Racconta del terribile periodo di prigionia in Sardegna, sul finire degli anni Settanta, delle sue paure da palcoscenico - superate grazie all’aiuto di Dori Ghezzi, sua compagna per oltre 25 anni - o dei tumulti post-Sessantotto con il suo primo concept album (Storia di un impiegato, 1973), della sua adesione al pensiero anarchico, del suo amore per Genova, per i suoi vicoli e i suoi bordelli frequentati da perdenti e tiratardi, da quegli ultimi e da quegli esclusi che popoleranno il suo cosmo musicale (“Ho tentato un affresco sulla miseria dell’uomo che è un invito alla pietà, alla fraternità”).
Racconta, inoltre, aneddoti di vario tipo.
Ad esempio, su quali fossero le canzoni che Fabrizio considerava le più belle tra quelle da lui scritte: Amico fragile (“è un pezzo della mia vita: ho raccontato un artista che sa di essere utile agli altri, eppure fallisce il suo compito quando la gente non si rende più conto di avere bisogno degli artisti”) e Il testamento di Tito (“da un’idea di come potrebbbero cambiare le leggi se fossero scritte da chi il potere non ce l’ha”) . Quest’ultima si è classificata terza in un sondaggio di Corriere.it, per il quale il brano più votato è invece risultato La canzone dell'amore perduto, e al secondo posto La guerra di Piero. Ma in questo caso, incredibilmente, Amico fragile non era nelle nomination, al pari di altri pezzi cult – almeno per il sottoscritto - come Giugno 73, Jamin-A, Il suonatore Jones e Rimini (ma la scelta delle 15 papabili era assai difficile, bisogna ammetterlo).

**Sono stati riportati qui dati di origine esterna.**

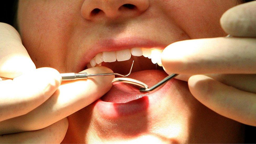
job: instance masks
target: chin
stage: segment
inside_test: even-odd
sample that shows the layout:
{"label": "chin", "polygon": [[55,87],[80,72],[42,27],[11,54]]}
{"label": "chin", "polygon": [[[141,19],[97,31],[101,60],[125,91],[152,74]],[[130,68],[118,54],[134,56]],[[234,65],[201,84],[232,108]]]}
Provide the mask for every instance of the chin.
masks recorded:
{"label": "chin", "polygon": [[[92,58],[100,61],[95,55]],[[124,74],[134,60],[132,72],[128,77],[150,87],[168,75],[148,57],[129,58],[111,62],[103,60],[95,65],[91,60],[82,66],[104,66]],[[186,82],[175,78],[152,92],[141,94],[113,87],[68,119],[63,143],[230,143],[242,139],[241,129],[237,128],[242,127],[241,124],[202,105],[190,93]]]}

Numerosi sono poi i contributi in video degli amici e soprattutto dei collaboratori di Fabrizio, che era, su questo non esiste alcun dubbio, assai bravo nello sceglierli (una volta disse, con grande umiltà e anche lucidità, che amava cambiarli per non correre il rischio di ridursi a cantare sempre la stessa canzone). In alcuni casi a scoprirli. Non ci sono stati infatti solo la P.F.M., Francesco De Gregori e Ivano Fossati (Anime salve, 1996), ma anche un giovanissimo Nicola Piovani (futuro premio Oscar) per le musiche di Non al denaro non all’amore né al cielo (1971), il disco ispirato all’Antologia di Spoon River di Edgar Lee Masters, oppure lo sconosciuto cantautore veneto Massimo Bubola (Rimini, 1978 - L’indiano, 1981). Persino Mauro Pagani, il co-responsabile di quell’autentico e inarrivabile capolavoro che rimane Creuza de Ma(1984) - David Byrne, leader dei Talking Heads, arrivò a inserirlo nei cinque dischi più importanati del decennio - non era certo una star da classifica o da show del sabato pomeriggio televisivo.

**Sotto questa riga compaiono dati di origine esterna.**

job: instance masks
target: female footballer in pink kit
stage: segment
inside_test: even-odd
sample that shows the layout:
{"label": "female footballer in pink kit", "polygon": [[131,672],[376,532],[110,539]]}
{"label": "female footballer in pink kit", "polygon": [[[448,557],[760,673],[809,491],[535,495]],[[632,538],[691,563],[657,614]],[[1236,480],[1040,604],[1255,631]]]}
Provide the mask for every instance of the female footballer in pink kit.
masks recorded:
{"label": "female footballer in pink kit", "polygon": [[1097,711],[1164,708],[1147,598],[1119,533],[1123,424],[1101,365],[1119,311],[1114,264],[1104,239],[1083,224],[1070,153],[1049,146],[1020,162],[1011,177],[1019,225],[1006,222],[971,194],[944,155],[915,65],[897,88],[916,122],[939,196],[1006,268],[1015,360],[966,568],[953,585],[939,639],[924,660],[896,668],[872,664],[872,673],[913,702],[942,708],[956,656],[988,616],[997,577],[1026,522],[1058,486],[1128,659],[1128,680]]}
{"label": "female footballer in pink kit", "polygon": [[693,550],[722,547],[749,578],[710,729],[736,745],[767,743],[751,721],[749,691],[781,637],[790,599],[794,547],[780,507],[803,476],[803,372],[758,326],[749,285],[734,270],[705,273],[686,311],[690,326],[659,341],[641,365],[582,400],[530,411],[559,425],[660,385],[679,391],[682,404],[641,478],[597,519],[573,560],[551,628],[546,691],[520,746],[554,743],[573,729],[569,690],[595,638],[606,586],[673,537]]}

Sulle pareti, nere come il carbone, sono infine trascritti gli spartiti e i testi originali di Fabrizio De Andrè.
In qualche caso si tratta di bozze, di semplici tracce di lavoro, di spunti iniziali.

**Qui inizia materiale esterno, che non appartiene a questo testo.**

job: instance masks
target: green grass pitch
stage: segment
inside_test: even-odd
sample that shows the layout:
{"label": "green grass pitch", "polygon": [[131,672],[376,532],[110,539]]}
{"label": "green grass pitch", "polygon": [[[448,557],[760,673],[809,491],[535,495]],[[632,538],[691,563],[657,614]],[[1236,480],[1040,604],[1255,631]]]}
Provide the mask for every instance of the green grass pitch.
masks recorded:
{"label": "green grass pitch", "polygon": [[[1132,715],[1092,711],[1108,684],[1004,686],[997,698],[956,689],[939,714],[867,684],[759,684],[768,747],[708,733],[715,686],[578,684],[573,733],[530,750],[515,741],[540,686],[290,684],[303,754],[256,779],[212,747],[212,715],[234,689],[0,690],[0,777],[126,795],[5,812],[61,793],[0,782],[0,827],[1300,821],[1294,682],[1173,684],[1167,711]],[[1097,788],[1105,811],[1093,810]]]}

O anche di correzioni, di ripensamenti e di riscritture continue, come nel caso de La domenica delle salme, una delle sue composizioni più apocalittiche e anche più sofferte (per la quale girò il suo unico videoclip, se di videoclip si può parlare, firmato da Gabriele Salvatores), o di Via della povertà, che tradusse in collaborazione con De Gregori dalla mitica Desolation row di Bob Dylan (in alcuni appunti compare persino il titolo provvisorio Via della dittatura) o infine di Smisurata preghiera, una geniale combinazione di parole e di frasi prese in prestito dalla saga di Maqroll il Gabbiere, ovvero da un trittico di romanzi dello scrittore colombiano Alvaro Mutis, che De Andrè ebbe la fortuna di conoscere negli anni Novanta (ne esiste una versione in spagnolo che fu inserita nella colonna sonora del film Ilona viene con la pioggia).

In ogni caso, si rimane estasiati e addirittura sconcertati dalla bellezza senza tempo di alcuni versi.
Per citare a caso:
“Hanno preso il nostro cuore/sotto una coperta scura”.
“Qual è la direzione/nessuno me lo imparò”.
“Mille anni al mondo mille ancora/che bell’inganno sei anima mia”.
“Ora alzatevi spose bambine/ ch’è venuto il tempo di andare”.
“Evaporato in una nuvola rossa/in una delle molte feritoie della notte”.